|Me and my baby brother, 20 years ago! He was born when I was 23.|
28 June 2018
The best thing about the work that I do?
* A few hours after I'd conducted a badly needed realignment for my little brother: Being on the phone with him at 10:30 last night- just at the *exact* moment when he was feeling the life force energy that he'd lost, 4-5 years ago, start to flow back into his body starting in his legs!
THAT was fucking AWESOME, just to be a witness to that.
* I get so tired and discouraged about getting this badly needed work out into the 3D world, and I often want to quit. * But, at these moments I feel like, maybe what I do... well, is worth keeping on, even if most humans don't understand or are afraid of what I do. The ones who need me will find me, and when they do, I Serve.
* The Angels and my Family of light understand. So do my son and my brother... my two babies! They are growing into fine, Heart-full Men. 'Love them so much, and I'm thankful for their love for me. Like, they love Me "just because"...
* So, Let's have another good day today. It's rainy in my neck of the woods. My favorite weather, makes me feel so calm. I say, Rain on! Let's save some more Souls! The Planet is rejoicing!
Love you all, too! :)
XoXo Ursula Carrie
16 June 2018
|from the Goddess Oracle|
Whenever I feel that I have to draw a boundary line for myself when dealing with another human- and that human reacts by spewing insults, blame and tries to manipulate me to feel like I'm the most disgusting woman in the world....
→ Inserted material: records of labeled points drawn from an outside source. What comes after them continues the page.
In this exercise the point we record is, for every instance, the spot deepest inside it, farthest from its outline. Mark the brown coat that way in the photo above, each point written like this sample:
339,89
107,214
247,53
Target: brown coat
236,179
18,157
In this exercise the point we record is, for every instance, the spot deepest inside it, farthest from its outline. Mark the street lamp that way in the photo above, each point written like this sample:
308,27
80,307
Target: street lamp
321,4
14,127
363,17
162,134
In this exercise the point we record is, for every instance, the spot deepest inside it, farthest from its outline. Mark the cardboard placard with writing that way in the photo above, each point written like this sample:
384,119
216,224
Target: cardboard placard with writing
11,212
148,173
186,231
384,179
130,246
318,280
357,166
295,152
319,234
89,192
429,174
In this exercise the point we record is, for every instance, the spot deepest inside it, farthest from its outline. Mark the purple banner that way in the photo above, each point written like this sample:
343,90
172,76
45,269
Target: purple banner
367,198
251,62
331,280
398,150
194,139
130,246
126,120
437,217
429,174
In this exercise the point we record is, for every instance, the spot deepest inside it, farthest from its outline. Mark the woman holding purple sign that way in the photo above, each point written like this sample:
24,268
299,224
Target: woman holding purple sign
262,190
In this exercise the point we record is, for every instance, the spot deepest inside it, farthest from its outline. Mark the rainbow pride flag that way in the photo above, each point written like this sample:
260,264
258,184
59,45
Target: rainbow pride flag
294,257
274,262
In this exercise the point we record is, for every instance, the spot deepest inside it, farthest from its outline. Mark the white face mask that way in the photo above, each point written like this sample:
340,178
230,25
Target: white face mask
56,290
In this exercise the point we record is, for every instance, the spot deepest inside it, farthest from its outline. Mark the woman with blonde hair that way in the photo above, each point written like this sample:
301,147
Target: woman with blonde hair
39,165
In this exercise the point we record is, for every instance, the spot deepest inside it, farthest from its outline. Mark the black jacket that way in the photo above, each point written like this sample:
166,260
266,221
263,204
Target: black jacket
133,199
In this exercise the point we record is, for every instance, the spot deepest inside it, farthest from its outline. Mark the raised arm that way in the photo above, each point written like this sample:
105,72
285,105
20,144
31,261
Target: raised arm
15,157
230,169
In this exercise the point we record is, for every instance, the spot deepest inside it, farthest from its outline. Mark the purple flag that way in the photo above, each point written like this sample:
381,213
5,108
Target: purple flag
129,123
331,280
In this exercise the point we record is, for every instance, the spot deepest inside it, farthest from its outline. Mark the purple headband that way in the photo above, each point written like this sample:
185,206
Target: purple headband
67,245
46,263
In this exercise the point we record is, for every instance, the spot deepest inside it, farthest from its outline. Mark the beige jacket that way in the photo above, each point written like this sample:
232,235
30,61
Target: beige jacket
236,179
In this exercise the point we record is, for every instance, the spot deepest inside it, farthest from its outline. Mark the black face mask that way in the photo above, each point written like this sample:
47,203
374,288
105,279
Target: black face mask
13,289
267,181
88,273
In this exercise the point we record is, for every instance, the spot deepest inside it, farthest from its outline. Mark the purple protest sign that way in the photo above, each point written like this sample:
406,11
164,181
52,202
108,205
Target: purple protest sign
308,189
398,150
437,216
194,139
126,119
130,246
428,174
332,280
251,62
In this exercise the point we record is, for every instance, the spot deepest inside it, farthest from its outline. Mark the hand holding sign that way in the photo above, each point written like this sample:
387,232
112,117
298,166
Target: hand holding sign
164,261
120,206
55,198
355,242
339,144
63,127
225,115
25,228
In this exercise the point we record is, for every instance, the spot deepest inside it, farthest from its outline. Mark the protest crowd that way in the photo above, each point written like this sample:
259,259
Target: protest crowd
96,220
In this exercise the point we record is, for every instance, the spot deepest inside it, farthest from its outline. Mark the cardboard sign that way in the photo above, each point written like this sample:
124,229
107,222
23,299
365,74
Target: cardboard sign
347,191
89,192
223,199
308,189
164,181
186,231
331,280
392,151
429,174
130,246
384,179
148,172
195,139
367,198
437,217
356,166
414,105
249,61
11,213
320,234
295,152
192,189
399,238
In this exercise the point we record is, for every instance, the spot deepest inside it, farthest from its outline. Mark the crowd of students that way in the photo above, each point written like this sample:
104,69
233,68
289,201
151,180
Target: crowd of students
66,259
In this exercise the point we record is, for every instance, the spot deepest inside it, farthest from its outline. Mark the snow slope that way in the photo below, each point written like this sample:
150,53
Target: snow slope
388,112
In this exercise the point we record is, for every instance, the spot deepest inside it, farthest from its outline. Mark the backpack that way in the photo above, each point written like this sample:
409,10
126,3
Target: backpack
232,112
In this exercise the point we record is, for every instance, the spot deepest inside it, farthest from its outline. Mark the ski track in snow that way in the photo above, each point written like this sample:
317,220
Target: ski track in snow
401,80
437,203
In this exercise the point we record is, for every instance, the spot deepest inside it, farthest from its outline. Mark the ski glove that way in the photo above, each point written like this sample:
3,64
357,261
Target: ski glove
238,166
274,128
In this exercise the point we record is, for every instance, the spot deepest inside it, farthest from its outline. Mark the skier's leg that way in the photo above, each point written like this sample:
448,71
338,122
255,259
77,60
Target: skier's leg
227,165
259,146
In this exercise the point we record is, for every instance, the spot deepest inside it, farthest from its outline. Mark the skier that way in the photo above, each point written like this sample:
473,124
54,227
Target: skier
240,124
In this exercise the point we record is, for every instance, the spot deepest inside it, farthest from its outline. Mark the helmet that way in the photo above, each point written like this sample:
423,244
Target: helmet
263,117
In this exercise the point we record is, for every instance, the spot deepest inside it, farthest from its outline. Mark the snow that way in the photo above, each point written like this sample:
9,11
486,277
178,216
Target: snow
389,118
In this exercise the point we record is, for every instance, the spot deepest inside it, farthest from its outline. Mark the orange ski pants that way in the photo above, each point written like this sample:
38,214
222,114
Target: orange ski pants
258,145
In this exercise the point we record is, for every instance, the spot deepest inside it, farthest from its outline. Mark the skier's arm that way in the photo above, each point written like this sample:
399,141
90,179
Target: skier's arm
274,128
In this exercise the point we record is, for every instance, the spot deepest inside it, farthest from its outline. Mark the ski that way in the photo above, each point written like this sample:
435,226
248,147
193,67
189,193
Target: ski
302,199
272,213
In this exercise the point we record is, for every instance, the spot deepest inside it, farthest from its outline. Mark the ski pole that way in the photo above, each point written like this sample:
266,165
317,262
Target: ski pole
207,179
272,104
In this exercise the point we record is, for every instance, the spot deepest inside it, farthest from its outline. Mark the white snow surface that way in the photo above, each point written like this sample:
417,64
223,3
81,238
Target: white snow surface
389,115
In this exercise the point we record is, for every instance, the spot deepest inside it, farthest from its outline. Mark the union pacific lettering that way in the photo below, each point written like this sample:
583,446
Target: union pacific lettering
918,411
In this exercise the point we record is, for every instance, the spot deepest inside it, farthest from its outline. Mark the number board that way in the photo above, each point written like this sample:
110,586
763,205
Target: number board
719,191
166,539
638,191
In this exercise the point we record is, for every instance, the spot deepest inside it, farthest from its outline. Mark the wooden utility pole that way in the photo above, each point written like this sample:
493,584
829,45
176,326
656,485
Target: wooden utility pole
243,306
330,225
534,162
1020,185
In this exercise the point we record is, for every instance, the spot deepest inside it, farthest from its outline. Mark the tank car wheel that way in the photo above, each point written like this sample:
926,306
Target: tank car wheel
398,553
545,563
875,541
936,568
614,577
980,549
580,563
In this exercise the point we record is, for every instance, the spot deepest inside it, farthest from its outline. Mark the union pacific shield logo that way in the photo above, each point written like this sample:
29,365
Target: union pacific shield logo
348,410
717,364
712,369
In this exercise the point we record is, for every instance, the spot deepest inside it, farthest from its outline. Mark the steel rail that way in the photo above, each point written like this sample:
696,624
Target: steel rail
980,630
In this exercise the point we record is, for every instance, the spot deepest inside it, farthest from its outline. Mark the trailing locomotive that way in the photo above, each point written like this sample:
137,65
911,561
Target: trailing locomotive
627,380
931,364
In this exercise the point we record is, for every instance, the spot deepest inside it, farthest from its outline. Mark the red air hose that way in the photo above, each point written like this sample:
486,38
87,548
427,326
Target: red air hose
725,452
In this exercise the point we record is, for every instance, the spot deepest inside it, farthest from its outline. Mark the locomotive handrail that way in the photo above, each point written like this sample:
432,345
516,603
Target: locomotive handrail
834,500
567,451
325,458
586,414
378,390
*I KNOW I did the right thing by setting that boundary*.
Don't be afraid to claim your space. I am just learning to do this, but with an important element that I did not have before: If they don't like it, that's just too bad- for them.
I no longer indulge in old conditioning
[feeling guilty for not being "nice",
as we women are taught almost from the cradle]
that would have me *abandon myself*
in order to have someone else's approval.
Because, in the end, those people never cared for me anyway- unless they were able to use [or manipulate me through my character weaknesses] me as their own personal power supply.
And guess what? Right after I had to draw that line, just last night, all of that 'not a nice girl' guilt/crap started to encroach on me, and the person, in their rant, went exactly there, sending a message calling me ugly and a failure, and whatever else they could to break me down.
I took out my Goddess oracle deck and asked: "Who am I embodying, right now?"
Of course, I got Durga!
I'm going to give 'menopause' a big fat kiss on the forehead today, since I may not have gotten here to this 'change' without "The Change".
If I have 33 more years to go on this trip- I'm not trying to bullshit around with them.